Output for each fix:

### MAS XX.XX.XX — Criterion Name

**File:** `path/to/file.ext` (line N)
**Standard:** [_Requirement text]

**Before:**
[offending code]

**After:**
[fixed code]

**Fix applied:** [from _FixPrinciples — issue type + principle]

Why this works: The pitch reviewer example shows a complete input/output pair — the model sees the exact transformation from 5-slide input to scored output. Scores are specific (2/5, 4/5) with actionable feedback, not generic praise. The a11y example shows a before/after code template that teaches the model the expected structure for each fix. Both examples are specific enough to imitate but general enough to adapt.

Negative Example

Here's an example: if someone gives you a pitch about a coding tool,
review it and give it a score. Make sure to provide helpful feedback.

Why this fails: No actual output shown — the model doesn’t see the output token sequence. “Give it a score” doesn’t show the scoring table format. “Helpful feedback” could be a paragraph, a bullet list, or a single sentence. The model has no template to imitate, so each run produces a different structure. Without seeing a scored example, the model doesn’t know the expected score distribution (is 16/25 common?).

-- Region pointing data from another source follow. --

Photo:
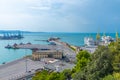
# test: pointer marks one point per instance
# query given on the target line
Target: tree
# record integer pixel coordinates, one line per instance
(117, 37)
(99, 67)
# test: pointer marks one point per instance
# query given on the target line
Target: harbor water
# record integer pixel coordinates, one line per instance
(7, 55)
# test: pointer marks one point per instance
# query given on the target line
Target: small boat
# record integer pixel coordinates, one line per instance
(8, 46)
(4, 63)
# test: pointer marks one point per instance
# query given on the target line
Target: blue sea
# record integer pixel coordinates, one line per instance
(8, 55)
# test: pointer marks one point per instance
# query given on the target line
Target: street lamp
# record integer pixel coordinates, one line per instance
(26, 60)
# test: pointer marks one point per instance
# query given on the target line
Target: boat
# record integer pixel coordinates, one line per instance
(11, 36)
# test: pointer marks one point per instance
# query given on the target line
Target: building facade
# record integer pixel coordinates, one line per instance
(38, 54)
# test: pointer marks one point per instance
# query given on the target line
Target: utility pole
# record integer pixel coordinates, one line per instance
(26, 60)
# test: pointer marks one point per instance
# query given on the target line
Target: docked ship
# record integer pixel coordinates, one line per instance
(11, 36)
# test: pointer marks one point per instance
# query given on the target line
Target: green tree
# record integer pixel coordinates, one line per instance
(99, 67)
(98, 36)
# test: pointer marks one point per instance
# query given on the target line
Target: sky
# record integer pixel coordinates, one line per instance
(60, 15)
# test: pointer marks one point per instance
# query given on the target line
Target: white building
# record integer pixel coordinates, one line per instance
(107, 39)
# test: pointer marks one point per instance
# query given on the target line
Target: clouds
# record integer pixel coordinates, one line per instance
(58, 15)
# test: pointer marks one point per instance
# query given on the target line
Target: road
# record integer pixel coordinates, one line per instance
(17, 68)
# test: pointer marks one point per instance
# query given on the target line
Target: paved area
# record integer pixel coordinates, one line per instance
(17, 68)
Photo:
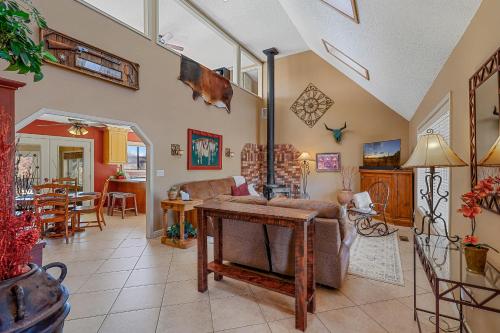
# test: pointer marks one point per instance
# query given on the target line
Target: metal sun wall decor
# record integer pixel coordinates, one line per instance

Pattern 26: Evidence Chain / Proof-of-Work

Prevalence: ~5% of skills (100-150 files) Related patterns: Persona/Role Assignment, Negative Constraints, Self-Critique

What it is: Requiring the agent to show its work — cite sources, provide evidence for conclusions, and maintain audit trails. Prevents the model from generating plausible-sounding conclusions without having actually investigated.

When to use:

Root cause analysis where conclusions must be traceable
Any skill that produces recommendations that others will act on
Incident response where the investigation record matters for post-mortems
Skills that analyze data where the model might confabulate findings

Positive Example

| **R3 — Evidence chain** | All phases | Every root cause must cite:
`[Conclusion] <- [Query/Log evidence] <- [Code path]`. Missing link → investigate first |

## PROOF OF WORK — Mandatory Checkpoint Before Any Hypothesis

After completing Phase 1, you MUST output a **Download & Analysis Manifest** listing:

1. **Every attachment URL** from the bug's relations array — with download status
   (SUCCESS / FAILED + reason)
2. **Every file extracted** from archives — with file type and size
3. **Every CDB command run** on every `.dmp` / `.mdmp` file — with the output file path
4. **Every ETL converted** — with the output file path
5. **Key findings per file** — 1-2 lines summarizing what each file revealed

**If the manifest shows ZERO dumps analyzed and the bug has dump attachments → your
investigation is INVALID. Go back to Phase 1.**

**If you formed a hypothesis before completing this manifest → STOP. Delete the hypothesis.
Complete Phase 1 first.**

Why this works: R3 defines the exact format of an evidence chain: Conclusion ← Evidence ← Code path. Each link must be present — a “missing link” triggers investigation, not assumption. The Athena manifest is even stronger: the model must prove it analyzed every attachment before forming any hypothesis. The “delete the hypothesis” instruction prevents confirmation bias — if the model already has an idea, it might selectively look for evidence to confirm it.

Negative Example

Make sure your analysis is thorough and well-supported. Include evidence for your
conclusions. Don't make assumptions.

Why this fails: “Well-supported” is subjective — the model might cite one log line and consider it “supported.” No required evidence format means some runs produce traced evidence chains and others produce unsupported assertions. “Don’t make assumptions” is impossible for the model to self-verify without a mandatory checkpoint. The model might genuinely believe it has evidence when it’s actually confabulating.